MATARAM - Permasalahan krisis air baku di Gili Trawangan, Gili Meno, dan Gili Air (Tramena), yang terletak di Kabupaten Lombok Utara, Nusa Tenggara Barat (NTB), berdampak terhadap sektor pariwisata dan perlu penanganan segera.

Sekretaris Daerah Provinsi (Sekdaprov) NTB Lalu Gita Ariadi mengatakan pemerintahan provinsi sudah membahas situasi itu secara intensif dengan Pemerintah Kabupaten (Pemkab) Lombok Utara.

"Berbagai saran, masukan, telah disampaikan.
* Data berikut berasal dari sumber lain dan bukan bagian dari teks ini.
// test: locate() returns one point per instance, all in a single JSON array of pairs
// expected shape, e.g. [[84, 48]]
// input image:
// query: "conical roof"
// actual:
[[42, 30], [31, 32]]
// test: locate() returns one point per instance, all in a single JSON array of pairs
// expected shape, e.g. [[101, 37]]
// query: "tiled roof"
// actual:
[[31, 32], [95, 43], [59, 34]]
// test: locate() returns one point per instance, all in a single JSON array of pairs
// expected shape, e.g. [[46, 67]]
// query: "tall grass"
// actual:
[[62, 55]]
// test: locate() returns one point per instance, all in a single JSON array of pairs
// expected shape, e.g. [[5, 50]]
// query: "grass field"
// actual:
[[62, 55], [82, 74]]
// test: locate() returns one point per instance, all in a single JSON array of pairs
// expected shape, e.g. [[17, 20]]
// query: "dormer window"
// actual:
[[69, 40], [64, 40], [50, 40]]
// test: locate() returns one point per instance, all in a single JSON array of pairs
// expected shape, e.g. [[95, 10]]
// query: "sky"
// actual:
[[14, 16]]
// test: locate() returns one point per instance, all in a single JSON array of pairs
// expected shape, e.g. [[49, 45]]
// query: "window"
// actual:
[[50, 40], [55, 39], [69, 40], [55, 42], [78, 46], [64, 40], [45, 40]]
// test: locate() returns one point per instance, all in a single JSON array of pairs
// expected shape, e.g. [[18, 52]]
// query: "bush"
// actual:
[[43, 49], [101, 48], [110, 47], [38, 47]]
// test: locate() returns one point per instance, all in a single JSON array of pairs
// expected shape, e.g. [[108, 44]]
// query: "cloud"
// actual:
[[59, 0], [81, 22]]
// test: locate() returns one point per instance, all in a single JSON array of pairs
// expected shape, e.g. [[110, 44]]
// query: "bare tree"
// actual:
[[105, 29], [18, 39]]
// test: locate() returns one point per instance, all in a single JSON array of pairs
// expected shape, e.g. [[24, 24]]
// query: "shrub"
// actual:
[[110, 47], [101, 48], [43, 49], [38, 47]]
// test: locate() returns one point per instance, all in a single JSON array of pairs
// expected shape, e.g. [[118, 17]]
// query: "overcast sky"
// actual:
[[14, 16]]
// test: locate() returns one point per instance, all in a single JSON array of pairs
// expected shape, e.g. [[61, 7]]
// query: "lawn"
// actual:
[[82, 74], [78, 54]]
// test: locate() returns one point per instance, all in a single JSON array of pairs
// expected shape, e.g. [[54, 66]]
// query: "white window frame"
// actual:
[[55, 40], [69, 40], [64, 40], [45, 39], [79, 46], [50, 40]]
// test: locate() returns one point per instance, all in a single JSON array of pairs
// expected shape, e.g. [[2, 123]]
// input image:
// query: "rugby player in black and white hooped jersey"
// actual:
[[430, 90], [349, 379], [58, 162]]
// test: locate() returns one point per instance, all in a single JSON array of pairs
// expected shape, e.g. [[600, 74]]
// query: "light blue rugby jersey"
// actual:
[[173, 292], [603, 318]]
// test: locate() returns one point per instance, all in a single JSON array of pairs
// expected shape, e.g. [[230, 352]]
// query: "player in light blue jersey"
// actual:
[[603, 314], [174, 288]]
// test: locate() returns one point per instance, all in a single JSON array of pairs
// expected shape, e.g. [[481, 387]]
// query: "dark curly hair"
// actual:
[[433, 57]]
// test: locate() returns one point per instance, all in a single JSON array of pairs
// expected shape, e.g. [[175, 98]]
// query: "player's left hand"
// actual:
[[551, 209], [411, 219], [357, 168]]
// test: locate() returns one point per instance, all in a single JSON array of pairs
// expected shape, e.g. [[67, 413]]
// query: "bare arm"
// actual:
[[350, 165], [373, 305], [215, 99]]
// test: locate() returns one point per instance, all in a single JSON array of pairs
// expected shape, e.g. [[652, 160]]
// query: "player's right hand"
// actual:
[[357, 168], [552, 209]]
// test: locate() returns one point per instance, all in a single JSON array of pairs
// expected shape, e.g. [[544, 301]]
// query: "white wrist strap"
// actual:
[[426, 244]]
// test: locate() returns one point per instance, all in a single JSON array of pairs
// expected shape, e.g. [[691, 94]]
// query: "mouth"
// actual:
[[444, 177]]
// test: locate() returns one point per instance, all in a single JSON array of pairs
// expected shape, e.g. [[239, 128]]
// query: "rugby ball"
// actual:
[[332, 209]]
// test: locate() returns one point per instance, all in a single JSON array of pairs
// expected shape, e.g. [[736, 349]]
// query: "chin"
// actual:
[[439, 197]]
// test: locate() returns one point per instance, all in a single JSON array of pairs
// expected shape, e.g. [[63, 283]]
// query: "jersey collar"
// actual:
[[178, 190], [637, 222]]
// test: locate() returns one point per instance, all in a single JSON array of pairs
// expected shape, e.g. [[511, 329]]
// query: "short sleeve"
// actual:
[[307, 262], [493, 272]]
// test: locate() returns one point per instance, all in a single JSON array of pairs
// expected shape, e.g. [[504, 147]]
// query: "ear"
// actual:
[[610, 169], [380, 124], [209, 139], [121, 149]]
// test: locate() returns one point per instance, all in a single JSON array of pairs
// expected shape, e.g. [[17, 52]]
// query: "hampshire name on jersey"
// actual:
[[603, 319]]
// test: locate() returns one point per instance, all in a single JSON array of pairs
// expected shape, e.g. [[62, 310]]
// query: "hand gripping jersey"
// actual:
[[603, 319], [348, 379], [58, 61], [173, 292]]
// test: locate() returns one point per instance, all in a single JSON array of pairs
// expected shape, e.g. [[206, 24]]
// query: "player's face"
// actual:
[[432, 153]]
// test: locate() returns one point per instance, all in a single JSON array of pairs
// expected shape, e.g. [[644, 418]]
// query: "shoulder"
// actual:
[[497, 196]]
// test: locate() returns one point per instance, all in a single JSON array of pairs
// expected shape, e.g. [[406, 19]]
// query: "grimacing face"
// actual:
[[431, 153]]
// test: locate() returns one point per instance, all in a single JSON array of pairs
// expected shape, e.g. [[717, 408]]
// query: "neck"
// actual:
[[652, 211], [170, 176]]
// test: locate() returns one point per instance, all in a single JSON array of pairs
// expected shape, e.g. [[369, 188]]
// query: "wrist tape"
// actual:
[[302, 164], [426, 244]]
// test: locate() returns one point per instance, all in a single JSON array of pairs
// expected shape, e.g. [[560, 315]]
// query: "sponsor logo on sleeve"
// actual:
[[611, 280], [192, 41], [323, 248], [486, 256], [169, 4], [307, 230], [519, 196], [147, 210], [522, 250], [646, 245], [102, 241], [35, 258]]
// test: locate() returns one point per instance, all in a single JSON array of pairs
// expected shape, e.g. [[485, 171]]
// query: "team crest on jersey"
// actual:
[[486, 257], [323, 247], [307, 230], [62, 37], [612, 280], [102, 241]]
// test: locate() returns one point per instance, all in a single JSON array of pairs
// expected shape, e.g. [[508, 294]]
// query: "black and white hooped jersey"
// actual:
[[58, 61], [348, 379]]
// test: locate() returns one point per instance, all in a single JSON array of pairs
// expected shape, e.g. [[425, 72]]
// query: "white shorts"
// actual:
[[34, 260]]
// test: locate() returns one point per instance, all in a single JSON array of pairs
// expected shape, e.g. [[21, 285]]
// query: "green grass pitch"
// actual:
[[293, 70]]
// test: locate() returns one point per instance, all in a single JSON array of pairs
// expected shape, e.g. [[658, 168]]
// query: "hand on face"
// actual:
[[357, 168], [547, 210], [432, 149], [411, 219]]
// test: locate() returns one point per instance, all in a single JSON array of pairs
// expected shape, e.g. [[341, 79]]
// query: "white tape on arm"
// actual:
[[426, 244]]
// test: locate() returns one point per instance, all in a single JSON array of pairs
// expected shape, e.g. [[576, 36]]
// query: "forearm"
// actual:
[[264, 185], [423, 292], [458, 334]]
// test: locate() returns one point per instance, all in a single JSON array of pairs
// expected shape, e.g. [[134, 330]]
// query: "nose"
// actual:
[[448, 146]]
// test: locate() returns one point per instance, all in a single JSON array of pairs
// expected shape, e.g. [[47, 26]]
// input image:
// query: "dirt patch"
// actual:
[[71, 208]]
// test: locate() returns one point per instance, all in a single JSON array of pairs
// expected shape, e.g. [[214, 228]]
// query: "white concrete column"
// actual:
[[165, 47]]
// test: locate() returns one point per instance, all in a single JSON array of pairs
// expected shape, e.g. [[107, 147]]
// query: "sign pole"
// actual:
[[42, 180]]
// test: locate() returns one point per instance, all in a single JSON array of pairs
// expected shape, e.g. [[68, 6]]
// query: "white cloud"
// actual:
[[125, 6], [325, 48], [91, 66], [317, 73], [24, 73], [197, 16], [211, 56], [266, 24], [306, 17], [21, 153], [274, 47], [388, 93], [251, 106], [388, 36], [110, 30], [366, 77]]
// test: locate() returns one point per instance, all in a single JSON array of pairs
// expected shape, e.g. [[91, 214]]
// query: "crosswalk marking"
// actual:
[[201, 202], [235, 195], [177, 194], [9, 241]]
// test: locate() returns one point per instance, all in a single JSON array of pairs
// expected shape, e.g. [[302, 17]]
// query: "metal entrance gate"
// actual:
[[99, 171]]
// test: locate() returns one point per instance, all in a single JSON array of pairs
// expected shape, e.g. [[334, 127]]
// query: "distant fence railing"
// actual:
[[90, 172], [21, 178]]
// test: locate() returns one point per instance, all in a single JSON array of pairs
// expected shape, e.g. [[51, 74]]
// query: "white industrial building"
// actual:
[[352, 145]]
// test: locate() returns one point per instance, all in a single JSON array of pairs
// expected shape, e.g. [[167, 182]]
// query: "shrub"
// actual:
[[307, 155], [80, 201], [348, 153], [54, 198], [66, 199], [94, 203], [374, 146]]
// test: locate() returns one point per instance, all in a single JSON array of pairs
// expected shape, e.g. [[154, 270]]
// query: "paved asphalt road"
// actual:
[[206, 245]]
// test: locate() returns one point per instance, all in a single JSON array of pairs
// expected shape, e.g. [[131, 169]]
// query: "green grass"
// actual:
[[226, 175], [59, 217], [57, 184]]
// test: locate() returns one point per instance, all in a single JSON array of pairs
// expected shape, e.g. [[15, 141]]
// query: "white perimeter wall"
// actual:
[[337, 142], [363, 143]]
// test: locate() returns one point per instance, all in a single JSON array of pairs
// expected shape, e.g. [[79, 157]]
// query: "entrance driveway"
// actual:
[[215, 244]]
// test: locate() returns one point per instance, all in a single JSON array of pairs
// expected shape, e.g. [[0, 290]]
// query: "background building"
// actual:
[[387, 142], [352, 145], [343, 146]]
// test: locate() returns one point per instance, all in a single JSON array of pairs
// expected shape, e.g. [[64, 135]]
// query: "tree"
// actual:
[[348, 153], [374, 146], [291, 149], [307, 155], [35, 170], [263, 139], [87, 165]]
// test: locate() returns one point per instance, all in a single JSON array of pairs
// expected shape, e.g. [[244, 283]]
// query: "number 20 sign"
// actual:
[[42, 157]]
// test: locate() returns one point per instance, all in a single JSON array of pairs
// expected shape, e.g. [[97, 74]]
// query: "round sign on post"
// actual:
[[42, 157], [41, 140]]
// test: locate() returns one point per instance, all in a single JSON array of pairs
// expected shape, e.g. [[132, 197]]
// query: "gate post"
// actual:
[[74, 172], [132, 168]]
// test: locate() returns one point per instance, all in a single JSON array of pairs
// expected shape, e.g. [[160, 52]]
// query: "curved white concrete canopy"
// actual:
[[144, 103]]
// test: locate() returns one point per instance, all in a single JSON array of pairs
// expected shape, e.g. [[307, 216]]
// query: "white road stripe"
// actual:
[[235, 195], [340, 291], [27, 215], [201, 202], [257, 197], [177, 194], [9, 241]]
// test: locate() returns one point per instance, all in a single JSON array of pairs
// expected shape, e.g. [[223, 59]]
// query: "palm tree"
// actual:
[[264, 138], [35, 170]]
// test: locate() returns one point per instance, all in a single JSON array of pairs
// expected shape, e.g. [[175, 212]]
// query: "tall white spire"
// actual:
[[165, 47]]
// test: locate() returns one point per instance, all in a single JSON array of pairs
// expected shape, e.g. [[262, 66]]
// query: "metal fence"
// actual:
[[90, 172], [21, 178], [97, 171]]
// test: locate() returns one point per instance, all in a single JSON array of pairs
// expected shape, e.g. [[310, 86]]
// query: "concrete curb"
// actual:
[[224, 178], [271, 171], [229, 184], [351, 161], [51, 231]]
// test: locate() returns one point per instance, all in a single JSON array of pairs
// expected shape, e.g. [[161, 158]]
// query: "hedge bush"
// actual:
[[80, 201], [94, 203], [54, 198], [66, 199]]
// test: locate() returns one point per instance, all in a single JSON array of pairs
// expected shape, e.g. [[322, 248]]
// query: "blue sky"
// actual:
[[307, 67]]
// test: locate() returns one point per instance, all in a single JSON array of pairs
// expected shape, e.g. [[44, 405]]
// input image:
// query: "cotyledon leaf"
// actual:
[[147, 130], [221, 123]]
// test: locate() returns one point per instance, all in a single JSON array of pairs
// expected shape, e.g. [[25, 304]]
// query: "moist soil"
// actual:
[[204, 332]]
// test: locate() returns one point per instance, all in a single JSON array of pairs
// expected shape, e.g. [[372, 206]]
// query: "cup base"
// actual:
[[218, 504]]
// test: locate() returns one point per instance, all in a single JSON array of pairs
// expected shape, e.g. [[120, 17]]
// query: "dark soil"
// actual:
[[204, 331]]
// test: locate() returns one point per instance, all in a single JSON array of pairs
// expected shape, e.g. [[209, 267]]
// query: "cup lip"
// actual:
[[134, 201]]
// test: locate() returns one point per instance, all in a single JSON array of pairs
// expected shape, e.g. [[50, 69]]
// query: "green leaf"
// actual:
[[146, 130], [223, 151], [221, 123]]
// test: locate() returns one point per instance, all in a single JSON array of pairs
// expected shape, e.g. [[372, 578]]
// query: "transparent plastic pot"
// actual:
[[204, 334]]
Bupati Lombok Utara menyatakan siap menuntaskan permasalahan krisis air di tiga gili," ujarnya di Mataram dilansir ANTARA, Selasa, 15 Oktober.

Pada 24 September, Menteri Kelautan dan Perikanan Sakti Wahyu Trenggono mencabut izin lokasi perairan PT Tirta Cipta Nirwana lantaran aktivitas produksi air baku yang dilakukan oleh perusahaan itu terbukti membuang limbah ke laut.

Berdasarkan investigasi Balai Kawasan Konservasi Perairan Nasional (BKKPN) Kupang, limbah yang dibuang ke laut itu mencemari dan merusak terumbu karang yang berada di Gili Trawangan. Pencemaran laut itu menyebabkan kelimpahan ikan karang menurun 75 persen.

PT Tirta Cipta Nirwana melakukan proses pengeboran menggunakan metode pengeboran terarah atau horizontal directional drilling yang memakai bahan kimia, antara lain bentonit dan fitrol.

Terumbu karang yang semua masuk kategori cukup baik menjadi sangat buruk pada lokasi semburan limbah pengeboran tersebut. Ekosistem terumbu karang menjadi rusak dan menyebabkan karang mati dalam radius lebih dari 100 meter dari lokasi pusat semburan limbah.

Izin yang dicabut oleh Kementerian Kelautan dan Perikanan (KKP) menyebabkan PT Tirta Cipta Nirwana tidak lagi beroperasi yang membuat ketiga gili kesulitan air, kecuali Gili Air, karena mendapatkan suplai air dari daratan Lombok Utara yang disalurkan melalui pipa bawah laut.

Krisis air baku yang terjadi di Gili Tramena menyebabkan pihak hotel dan restoran harus mendatangkan air dari kapal dengan harga mencapai Rp4,5 juta untuk setiap tangki air berkapasitas 5.000 liter.